When Philip finds Nathanael, Philip tells Nathanael that Jesus is the person of whom Moses in the law and the prophets did write. This means that Nathanael must be a person who would have studied the law and familiarized himself with the writings of the coming Messiah. Philip asks Nathanael to “Come and See” the Christ. We then learn, that Nathanael is coming to Jesus, when Jesus looks at him and says of him, Behold an Israelite, in whom is no guile (deception) (John 1:47). Nathanael questions Jesus, “since when do you know me” to which Jesus responded by saying that “even before Philip called you, when you sat under the fig tree, I saw you.” (John 1:48). Nathanael responds by addressing Jesus as Rabbi and then believes and expresses that Jesus indeed was the Son of God and the king of Israel.
What can we learn from Nathanael?
Can Jesus say of you and me, that we are without any guile (deception); that we don’t live a double standard or a hypocritical lifestyle? WHO we are is not important, but WHAT (kind of person) we are is what matters to Jesus. Like Nathanael, do we read about Jesus in his word/law and when asked to come and see, are we going to come forward to see Jesus as Nathanael did. The fig tree figuratively represents human efforts for righteousness. Adam and Eve had sown themselves coverings of fig leaves to hid their shame, that resulted from their disobedience in the garden of Eden (Genesis 3:7). Jesus cursed the fig tree that was fruitless (Mark 11:20), implying that those who are not grafted and remain in the vine (in Christ) cannot bear fruit and subject to the curse of being eternally separated from God, fit for nothing, but withered and dried up to be cut and thrown into the fire (John 15:4; Mark 11:21). Jesus saw Nathanael under the cloak of human righteousness and when Jesus reveals this to him, Nathanael believes and responds that Jesus is indeed the Son of God (Spiritual King of kings) and the King of Israel (earthly king) (John 1:49). Can we be like Nathanael, believing in our hearts that Jesus is the Son of God in deed and not rely on our human efforts to assure Salvation, for we can be saved, only by grace through faith alone and not by works (Ephesians 2:8-9).
John 1:43-51 (KJV)
43 The day following Jesus would go forth into Galilee, and findeth Philip, and saith unto him, Follow me.
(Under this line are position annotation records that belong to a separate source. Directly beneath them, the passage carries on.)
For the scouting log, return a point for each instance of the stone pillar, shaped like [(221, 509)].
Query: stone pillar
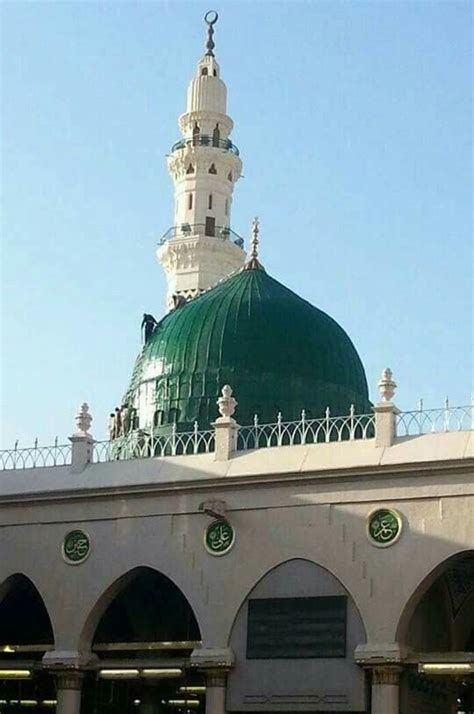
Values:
[(82, 442), (385, 411), (226, 428), (215, 691), (385, 689), (68, 692)]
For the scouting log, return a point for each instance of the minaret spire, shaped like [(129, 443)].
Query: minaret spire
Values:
[(210, 18), (200, 249)]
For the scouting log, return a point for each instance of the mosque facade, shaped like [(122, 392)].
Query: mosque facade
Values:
[(255, 535)]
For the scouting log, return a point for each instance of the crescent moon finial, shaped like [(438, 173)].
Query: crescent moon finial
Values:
[(210, 18)]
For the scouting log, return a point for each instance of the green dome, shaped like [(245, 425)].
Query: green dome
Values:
[(278, 353)]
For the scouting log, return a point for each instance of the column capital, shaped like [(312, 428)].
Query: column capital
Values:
[(213, 659), (69, 679), (386, 674), (216, 677)]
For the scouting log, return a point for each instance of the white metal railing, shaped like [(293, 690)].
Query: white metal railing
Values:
[(425, 421), (306, 431), (141, 445), (35, 456)]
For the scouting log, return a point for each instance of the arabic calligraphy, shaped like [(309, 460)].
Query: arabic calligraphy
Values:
[(384, 527), (76, 547), (219, 537)]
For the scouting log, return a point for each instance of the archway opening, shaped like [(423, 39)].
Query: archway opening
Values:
[(294, 638), (26, 635), (144, 639), (438, 629)]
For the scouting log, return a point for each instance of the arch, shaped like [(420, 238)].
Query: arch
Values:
[(298, 624), (275, 567), (24, 618), (116, 590), (424, 585)]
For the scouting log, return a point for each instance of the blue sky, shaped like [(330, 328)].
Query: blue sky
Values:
[(354, 125)]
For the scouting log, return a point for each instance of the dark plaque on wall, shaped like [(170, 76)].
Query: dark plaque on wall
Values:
[(286, 628)]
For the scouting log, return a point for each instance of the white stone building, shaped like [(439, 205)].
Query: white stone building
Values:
[(319, 561)]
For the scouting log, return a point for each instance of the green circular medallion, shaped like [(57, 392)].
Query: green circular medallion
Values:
[(219, 537), (384, 527), (76, 547)]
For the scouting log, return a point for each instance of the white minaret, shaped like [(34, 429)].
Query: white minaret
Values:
[(200, 249)]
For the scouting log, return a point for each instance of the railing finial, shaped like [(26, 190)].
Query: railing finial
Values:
[(387, 385), (83, 420), (226, 404)]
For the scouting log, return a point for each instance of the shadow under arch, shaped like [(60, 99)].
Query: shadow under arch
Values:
[(120, 612), (277, 565), (24, 618), (427, 581)]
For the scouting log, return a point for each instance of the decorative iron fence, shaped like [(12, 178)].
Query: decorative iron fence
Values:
[(425, 421), (141, 445), (306, 431), (206, 140), (34, 457), (188, 229)]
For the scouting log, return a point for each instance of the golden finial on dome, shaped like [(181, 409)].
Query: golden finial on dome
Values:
[(253, 262)]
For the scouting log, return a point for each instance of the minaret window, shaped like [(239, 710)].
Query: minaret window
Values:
[(210, 229)]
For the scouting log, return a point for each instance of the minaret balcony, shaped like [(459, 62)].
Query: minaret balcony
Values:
[(188, 230), (206, 140)]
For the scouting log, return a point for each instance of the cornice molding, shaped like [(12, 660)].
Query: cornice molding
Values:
[(225, 483)]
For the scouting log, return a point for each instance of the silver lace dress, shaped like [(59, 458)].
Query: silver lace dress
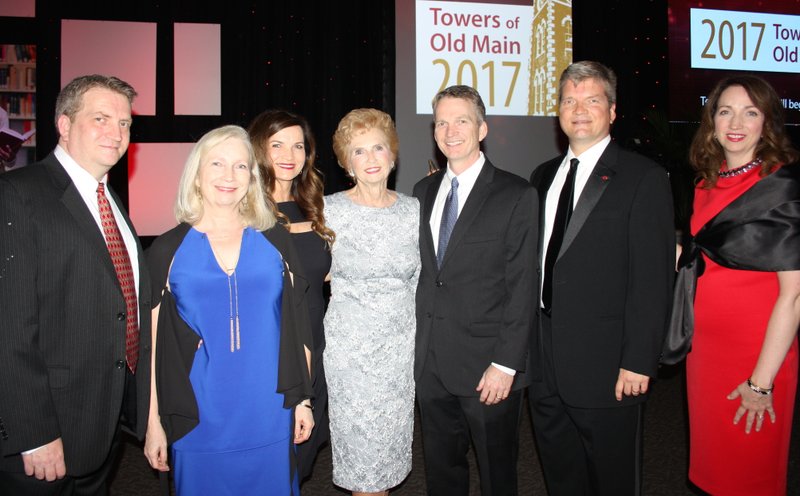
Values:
[(369, 327)]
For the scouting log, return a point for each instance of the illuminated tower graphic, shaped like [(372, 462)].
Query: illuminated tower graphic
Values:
[(551, 53)]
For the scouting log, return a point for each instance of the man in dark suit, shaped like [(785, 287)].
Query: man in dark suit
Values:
[(607, 257), (474, 318), (73, 362)]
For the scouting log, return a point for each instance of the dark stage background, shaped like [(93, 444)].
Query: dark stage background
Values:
[(322, 59)]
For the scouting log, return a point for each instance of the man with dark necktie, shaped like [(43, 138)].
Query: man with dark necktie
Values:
[(474, 318), (75, 318), (607, 254)]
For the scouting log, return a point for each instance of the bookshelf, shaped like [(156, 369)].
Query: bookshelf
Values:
[(18, 94)]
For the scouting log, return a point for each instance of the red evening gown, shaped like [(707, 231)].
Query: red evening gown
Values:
[(732, 308)]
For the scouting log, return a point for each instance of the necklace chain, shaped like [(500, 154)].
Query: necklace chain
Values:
[(233, 301), (740, 170)]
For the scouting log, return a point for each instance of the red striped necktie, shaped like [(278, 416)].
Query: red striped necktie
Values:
[(122, 266)]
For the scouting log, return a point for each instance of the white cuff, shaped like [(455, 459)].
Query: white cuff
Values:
[(507, 370), (31, 451)]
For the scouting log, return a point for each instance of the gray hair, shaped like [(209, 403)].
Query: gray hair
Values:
[(70, 99), (589, 69), (465, 92)]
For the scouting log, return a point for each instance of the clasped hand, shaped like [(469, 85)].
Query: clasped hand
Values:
[(752, 407)]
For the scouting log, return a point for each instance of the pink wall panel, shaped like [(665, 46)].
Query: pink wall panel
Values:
[(197, 69), (123, 49), (153, 173), (18, 8)]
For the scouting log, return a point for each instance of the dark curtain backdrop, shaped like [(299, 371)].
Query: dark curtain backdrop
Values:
[(324, 58), (317, 58)]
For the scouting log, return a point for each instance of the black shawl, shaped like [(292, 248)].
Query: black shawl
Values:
[(177, 343)]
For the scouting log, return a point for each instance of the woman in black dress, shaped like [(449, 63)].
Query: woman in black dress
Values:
[(285, 151)]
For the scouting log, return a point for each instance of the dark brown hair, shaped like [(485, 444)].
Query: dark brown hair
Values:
[(706, 154), (307, 187)]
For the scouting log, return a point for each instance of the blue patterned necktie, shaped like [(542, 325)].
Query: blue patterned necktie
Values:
[(449, 217)]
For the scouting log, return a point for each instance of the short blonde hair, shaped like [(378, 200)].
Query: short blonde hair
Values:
[(358, 121), (256, 208)]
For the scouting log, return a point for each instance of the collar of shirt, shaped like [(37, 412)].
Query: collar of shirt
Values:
[(86, 185), (466, 181), (587, 161)]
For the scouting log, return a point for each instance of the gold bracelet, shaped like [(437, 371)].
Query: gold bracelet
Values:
[(759, 390)]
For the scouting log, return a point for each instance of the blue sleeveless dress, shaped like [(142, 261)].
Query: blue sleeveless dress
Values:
[(242, 443)]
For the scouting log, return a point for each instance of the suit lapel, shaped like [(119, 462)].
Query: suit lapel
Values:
[(74, 204), (477, 197), (592, 191)]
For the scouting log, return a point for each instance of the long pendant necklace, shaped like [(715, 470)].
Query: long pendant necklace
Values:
[(233, 300), (233, 296)]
44 Now Philip was of Bethsaida, the city of Andrew and Peter.
45 Philip findeth Nathanael, and saith unto him, We have found him, of whom Moses in the law, and the prophets, did write, Jesus of Nazareth, the son of Joseph.
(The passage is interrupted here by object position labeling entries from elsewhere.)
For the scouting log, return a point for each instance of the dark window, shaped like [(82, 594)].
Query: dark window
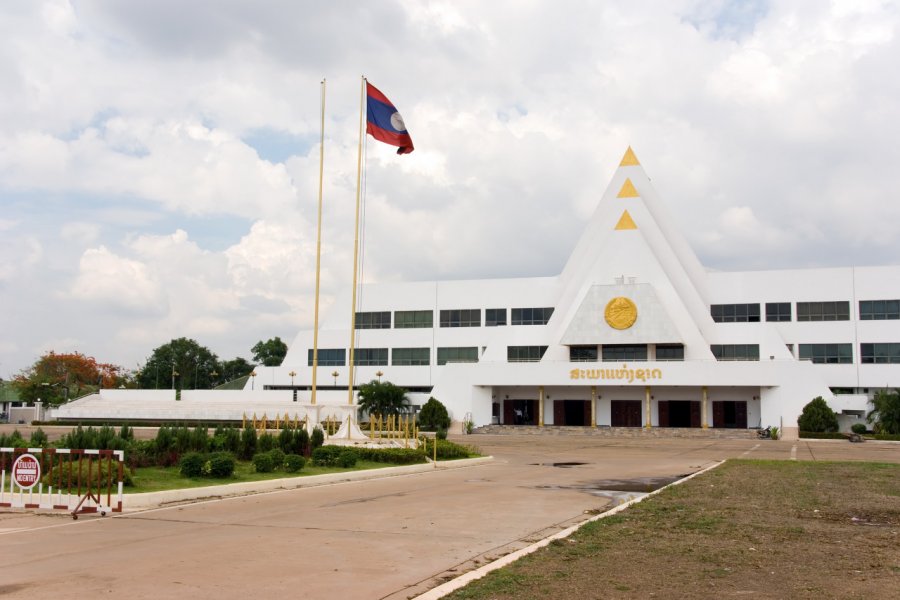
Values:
[(827, 354), (413, 319), (823, 311), (583, 353), (405, 357), (879, 310), (494, 317), (461, 318), (530, 316), (669, 352), (735, 351), (373, 320), (879, 353), (778, 311), (525, 353), (370, 357), (333, 357), (464, 354), (735, 313), (624, 352)]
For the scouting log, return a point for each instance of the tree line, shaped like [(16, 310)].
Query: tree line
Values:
[(181, 363)]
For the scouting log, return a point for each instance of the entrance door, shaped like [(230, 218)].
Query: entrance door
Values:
[(625, 413), (679, 413), (572, 413), (520, 412), (730, 414)]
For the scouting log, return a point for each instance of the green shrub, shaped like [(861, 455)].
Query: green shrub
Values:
[(248, 443), (277, 455), (317, 438), (293, 463), (263, 463), (433, 416), (346, 458), (191, 464), (12, 440), (221, 465), (266, 442), (394, 456), (200, 439), (286, 440), (38, 438), (326, 456), (301, 442), (817, 417)]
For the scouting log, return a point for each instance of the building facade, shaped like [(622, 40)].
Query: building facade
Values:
[(634, 332)]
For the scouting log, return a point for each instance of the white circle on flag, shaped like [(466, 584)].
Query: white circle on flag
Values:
[(26, 471), (397, 122)]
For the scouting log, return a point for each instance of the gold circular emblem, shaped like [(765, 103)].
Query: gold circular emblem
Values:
[(620, 313)]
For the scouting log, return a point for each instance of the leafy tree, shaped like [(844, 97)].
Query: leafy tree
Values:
[(235, 368), (433, 416), (55, 378), (817, 416), (270, 353), (182, 364), (886, 412), (377, 398)]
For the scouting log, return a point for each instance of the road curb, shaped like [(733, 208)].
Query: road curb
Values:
[(134, 502)]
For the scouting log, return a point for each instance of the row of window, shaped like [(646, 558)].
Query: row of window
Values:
[(376, 357), (876, 353), (869, 310), (464, 317)]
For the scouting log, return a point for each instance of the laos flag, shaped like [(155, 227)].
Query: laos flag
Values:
[(383, 121)]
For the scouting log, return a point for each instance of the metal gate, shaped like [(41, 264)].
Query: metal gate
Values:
[(78, 481)]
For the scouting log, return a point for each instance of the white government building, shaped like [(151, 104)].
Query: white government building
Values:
[(634, 332)]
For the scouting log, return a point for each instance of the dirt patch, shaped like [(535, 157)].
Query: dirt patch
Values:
[(762, 529)]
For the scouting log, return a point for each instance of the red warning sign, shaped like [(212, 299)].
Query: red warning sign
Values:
[(26, 471)]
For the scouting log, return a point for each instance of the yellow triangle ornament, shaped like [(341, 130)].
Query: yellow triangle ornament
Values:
[(625, 222), (627, 190), (629, 160)]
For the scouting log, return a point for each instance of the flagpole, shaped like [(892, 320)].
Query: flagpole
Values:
[(353, 293), (312, 399)]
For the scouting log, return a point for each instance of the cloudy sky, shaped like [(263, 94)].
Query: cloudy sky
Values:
[(159, 159)]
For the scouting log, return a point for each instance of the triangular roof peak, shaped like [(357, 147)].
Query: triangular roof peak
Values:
[(629, 159)]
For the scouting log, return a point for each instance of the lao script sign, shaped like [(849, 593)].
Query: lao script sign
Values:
[(26, 471)]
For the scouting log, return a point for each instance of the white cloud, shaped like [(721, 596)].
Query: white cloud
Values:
[(769, 128)]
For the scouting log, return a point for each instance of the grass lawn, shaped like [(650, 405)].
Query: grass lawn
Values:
[(158, 479), (761, 529)]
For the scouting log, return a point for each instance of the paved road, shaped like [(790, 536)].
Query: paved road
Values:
[(389, 538)]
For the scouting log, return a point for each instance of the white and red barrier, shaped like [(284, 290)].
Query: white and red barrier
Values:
[(78, 481)]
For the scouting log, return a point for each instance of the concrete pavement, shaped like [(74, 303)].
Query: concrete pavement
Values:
[(384, 538)]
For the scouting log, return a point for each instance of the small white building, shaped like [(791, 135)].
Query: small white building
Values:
[(634, 332)]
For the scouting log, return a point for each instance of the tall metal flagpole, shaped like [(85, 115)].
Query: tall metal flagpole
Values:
[(312, 399), (353, 293)]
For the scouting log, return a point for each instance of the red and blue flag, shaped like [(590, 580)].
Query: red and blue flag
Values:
[(384, 123)]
46 And Nathanael said unto him, Can there any good thing come out of Nazareth? Philip saith unto him, Come and see.
47 Jesus saw Nathanael coming to him, and saith of him, Behold an Israelite indeed, in whom is no guile!
48 Nathanael saith unto him, Whence knowest thou me? Jesus answered and said unto him, Before that Philip called thee, when thou wast under the fig tree, I saw thee.
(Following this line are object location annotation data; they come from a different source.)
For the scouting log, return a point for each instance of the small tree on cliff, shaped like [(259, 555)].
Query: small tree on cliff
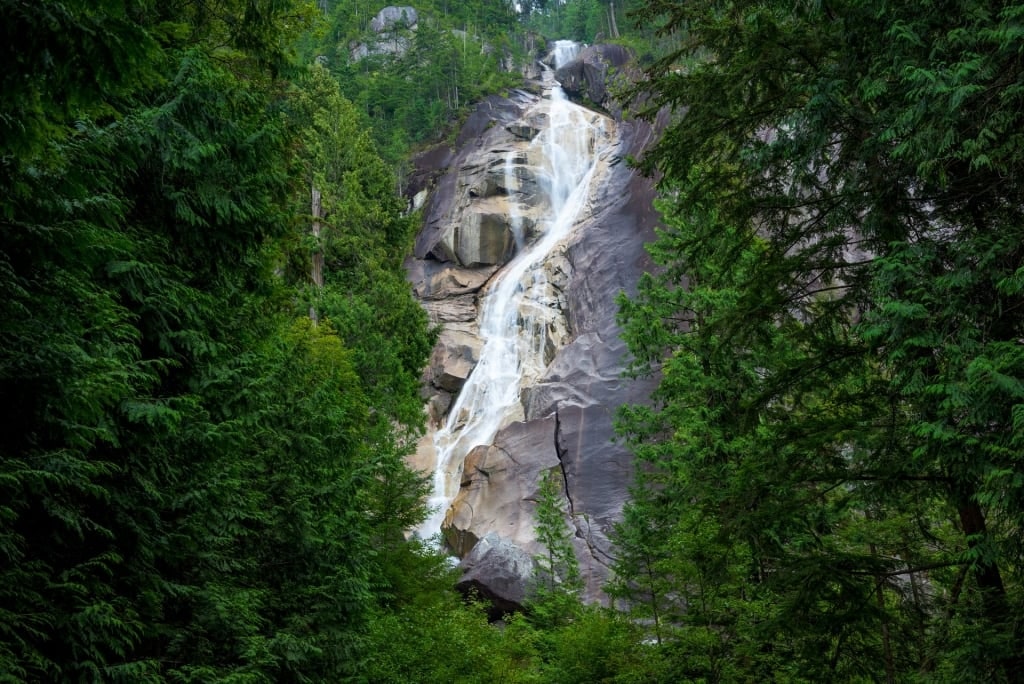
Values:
[(557, 579)]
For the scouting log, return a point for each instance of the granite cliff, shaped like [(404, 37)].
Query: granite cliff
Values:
[(482, 203)]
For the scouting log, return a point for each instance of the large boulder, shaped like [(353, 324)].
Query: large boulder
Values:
[(499, 484), (500, 571), (391, 17), (589, 77)]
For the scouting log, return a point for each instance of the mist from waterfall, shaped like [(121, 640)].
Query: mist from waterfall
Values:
[(514, 314)]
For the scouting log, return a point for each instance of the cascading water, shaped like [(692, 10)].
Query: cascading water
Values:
[(512, 315)]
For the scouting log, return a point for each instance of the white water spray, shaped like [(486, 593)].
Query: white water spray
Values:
[(513, 322)]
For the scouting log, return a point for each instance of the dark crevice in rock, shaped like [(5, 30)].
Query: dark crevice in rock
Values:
[(560, 453)]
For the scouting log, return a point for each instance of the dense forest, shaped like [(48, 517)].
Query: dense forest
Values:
[(210, 356)]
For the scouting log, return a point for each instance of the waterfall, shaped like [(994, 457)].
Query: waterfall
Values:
[(514, 314)]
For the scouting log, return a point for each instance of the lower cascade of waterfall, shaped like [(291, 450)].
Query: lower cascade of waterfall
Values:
[(514, 311)]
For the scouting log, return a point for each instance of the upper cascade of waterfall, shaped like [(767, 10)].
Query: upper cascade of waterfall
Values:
[(515, 314), (564, 51)]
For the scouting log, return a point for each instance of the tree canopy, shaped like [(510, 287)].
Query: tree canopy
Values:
[(832, 477)]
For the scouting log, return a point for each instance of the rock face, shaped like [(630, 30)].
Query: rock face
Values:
[(565, 424), (391, 29), (590, 75)]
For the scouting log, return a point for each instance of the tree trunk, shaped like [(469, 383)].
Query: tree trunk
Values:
[(316, 267)]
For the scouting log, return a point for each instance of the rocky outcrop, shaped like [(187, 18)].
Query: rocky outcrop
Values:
[(391, 28), (498, 570), (590, 76), (390, 17), (565, 426)]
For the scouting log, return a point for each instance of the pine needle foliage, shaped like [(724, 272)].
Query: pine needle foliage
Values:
[(828, 488)]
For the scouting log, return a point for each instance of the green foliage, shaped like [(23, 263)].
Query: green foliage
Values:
[(557, 582), (197, 483), (829, 454)]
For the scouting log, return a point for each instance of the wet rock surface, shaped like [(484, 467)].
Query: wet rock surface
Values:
[(567, 412)]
49 Nathanael answered and saith unto him, Rabbi, thou art the Son of God; thou art the King of Israel.
50 Jesus answered and said unto him, Because I said unto thee, I saw thee under the fig tree, believest thou? thou shalt see greater things than these.
51 And he saith unto him, Verily, verily, I say unto you, Hereafter ye shall see heaven open, and the angels of God ascending and descending upon the Son of man.